Keep a Dream Journal

Get a new notepad and a pen, and keep them on your nightstand. Then, whenever you wake up either in the middle of the night, or to get up in the morning, note down whatever you can remember about what you were dreaming. Chances are that the first time you attempt this, you will not be able to write much. However, by persisting every night, after a week or less, you will find you are filling up whole pages at a time! By taking the trouble to keep a journal, you are reinforcing your unconscious desire to remember your dreams - to which your dreaming mind will then respond.

Practice Meditation Before Going to Sleep

This is based upon a Buddhist practice, although similar meditative techniques can be found in Christian mysticism (e.g. St Thomas A Kempis). Before lying down in bed, sit upright with your spine erect. Breathe slowly and evenly, and allow the events of the day to replay before your mind's eye in reverse, i.e. starting with the present moment and going back in time, as far as you can go. Practice this every night. This leads to not only an improved dream-memory, but also an improved waking memory as well. It also leads to a curious effect: because the hold which the day's events have on the mind is released during meditation, the dreaming-mind is then free to explore other more exotic realms of memory during the night.

Use Affirmations.

Emile Coue, who coined the phrase "Every day in every way I am getting better and better," observed that the time immediately before going to sleep is the best time in which to implant an affirmation into one's unconscious. The state in which one finds oneself whilst drifting off to sleep shares certain similarities with a hypnotic trance. Take advantage of this by repeating an appropriate affirmation to oneself as one drift's off to sleep, such as "I can remember my dreams in detail" - repeat this at least twenty times in one go (the number twenty was determined by Coue himself, apparently arbitrarily).

Get Artistic!

Finally, I recommend that if you have the least trace of artistic talent, you can leverage this by drawing the contents of your dreams, instead of just writing them down.
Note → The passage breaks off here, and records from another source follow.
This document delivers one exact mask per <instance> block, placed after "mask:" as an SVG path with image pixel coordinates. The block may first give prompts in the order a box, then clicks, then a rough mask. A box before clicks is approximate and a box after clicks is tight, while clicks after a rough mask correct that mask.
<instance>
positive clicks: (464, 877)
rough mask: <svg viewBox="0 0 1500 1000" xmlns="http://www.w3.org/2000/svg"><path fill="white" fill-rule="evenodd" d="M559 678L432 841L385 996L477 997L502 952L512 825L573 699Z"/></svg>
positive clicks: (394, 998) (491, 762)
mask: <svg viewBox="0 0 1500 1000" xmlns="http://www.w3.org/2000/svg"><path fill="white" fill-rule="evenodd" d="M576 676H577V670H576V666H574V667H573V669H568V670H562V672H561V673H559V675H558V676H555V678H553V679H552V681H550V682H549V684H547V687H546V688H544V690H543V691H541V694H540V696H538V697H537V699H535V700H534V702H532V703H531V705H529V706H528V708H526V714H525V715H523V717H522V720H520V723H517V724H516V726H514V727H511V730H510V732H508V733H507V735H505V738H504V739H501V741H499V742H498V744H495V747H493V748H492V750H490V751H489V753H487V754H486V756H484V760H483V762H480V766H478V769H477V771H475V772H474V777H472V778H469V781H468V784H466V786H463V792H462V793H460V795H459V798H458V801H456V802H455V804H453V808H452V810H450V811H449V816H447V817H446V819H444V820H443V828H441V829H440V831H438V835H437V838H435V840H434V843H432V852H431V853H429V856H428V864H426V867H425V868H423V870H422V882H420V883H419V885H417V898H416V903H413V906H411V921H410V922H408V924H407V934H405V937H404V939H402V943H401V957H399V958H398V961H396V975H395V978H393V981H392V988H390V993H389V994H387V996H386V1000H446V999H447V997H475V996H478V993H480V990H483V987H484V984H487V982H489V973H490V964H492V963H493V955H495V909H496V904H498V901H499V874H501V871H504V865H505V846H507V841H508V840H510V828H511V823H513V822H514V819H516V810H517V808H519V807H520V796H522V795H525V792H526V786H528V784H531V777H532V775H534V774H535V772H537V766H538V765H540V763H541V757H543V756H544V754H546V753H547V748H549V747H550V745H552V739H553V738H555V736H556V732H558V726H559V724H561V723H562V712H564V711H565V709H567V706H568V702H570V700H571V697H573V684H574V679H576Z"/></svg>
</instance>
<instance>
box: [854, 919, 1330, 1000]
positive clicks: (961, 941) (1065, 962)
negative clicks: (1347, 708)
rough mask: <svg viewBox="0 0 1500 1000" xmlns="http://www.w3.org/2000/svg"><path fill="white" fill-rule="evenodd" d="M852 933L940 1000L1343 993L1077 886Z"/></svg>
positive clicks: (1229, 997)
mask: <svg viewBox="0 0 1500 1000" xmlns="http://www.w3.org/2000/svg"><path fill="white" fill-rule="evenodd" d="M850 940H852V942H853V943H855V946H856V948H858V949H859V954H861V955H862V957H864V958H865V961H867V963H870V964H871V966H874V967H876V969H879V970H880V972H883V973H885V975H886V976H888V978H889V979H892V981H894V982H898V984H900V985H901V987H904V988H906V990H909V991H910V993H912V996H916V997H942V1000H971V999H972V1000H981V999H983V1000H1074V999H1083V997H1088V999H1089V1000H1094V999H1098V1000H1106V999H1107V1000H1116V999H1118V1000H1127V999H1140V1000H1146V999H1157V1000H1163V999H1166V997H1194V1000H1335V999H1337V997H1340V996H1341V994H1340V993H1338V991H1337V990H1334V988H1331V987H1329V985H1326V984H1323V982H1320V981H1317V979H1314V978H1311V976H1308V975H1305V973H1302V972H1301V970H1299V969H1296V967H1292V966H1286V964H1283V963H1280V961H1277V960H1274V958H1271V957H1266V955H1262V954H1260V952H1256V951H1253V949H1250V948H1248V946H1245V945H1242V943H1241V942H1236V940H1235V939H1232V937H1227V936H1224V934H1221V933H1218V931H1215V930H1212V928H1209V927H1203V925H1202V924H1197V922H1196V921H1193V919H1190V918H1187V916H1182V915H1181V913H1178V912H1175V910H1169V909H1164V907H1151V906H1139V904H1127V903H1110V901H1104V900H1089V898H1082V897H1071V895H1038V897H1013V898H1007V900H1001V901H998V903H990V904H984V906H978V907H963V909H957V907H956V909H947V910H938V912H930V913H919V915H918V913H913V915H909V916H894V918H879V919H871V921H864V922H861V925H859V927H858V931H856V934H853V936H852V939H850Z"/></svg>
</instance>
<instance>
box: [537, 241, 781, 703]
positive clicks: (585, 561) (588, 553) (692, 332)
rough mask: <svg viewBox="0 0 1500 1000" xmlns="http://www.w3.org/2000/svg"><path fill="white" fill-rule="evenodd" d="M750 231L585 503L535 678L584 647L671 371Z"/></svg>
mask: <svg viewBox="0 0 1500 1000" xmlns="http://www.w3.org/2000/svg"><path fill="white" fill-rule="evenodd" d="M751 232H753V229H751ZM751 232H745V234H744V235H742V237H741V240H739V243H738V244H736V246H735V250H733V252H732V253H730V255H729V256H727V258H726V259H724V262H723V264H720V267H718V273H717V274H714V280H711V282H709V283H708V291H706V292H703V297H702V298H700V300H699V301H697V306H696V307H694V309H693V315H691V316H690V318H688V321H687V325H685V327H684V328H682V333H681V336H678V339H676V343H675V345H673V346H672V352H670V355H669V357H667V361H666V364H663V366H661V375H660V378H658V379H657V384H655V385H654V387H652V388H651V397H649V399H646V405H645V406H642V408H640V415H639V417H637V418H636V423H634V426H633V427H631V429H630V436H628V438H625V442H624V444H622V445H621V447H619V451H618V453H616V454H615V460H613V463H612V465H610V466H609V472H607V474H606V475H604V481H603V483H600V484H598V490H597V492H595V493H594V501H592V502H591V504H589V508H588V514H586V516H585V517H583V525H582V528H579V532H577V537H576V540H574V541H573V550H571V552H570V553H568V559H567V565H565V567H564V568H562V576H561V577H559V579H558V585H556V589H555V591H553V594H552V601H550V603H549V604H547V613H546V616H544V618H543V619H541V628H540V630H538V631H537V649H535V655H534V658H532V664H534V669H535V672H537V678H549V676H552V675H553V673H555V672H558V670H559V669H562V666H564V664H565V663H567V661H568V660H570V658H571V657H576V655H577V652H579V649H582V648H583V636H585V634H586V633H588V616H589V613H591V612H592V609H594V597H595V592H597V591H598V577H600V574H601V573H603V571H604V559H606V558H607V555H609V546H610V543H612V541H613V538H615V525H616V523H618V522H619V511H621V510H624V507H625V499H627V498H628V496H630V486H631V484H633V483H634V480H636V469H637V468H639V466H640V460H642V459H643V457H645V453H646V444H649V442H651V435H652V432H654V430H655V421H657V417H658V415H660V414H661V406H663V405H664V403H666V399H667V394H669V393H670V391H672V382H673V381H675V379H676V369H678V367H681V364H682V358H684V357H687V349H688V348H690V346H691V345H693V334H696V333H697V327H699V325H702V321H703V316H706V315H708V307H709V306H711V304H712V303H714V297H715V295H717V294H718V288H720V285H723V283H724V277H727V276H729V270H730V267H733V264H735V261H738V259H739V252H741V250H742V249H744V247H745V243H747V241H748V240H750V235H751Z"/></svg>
Writing your dreams is a left-brain skill: drawing them, however, is right-brain. By representing your dreams in pictorial form, you are therefore making use of parts of your brain which you might not otherwise use! Carl Jung made a point of not simply describing his active imaginations, but by illustrating them and turning them into an illuminated book for his own private use (see: The Red Book). More recently, the 17th Karmapa (Ogyen Trinley Dorje), the Tibetan spiritual leader, employs an artist to sketch his dreams for him. Great artistic skill, however, is not absolutely necessary - even simple sketches, line-drawings and diagrams will suffice to stimulate the visual capacity of your right-brain.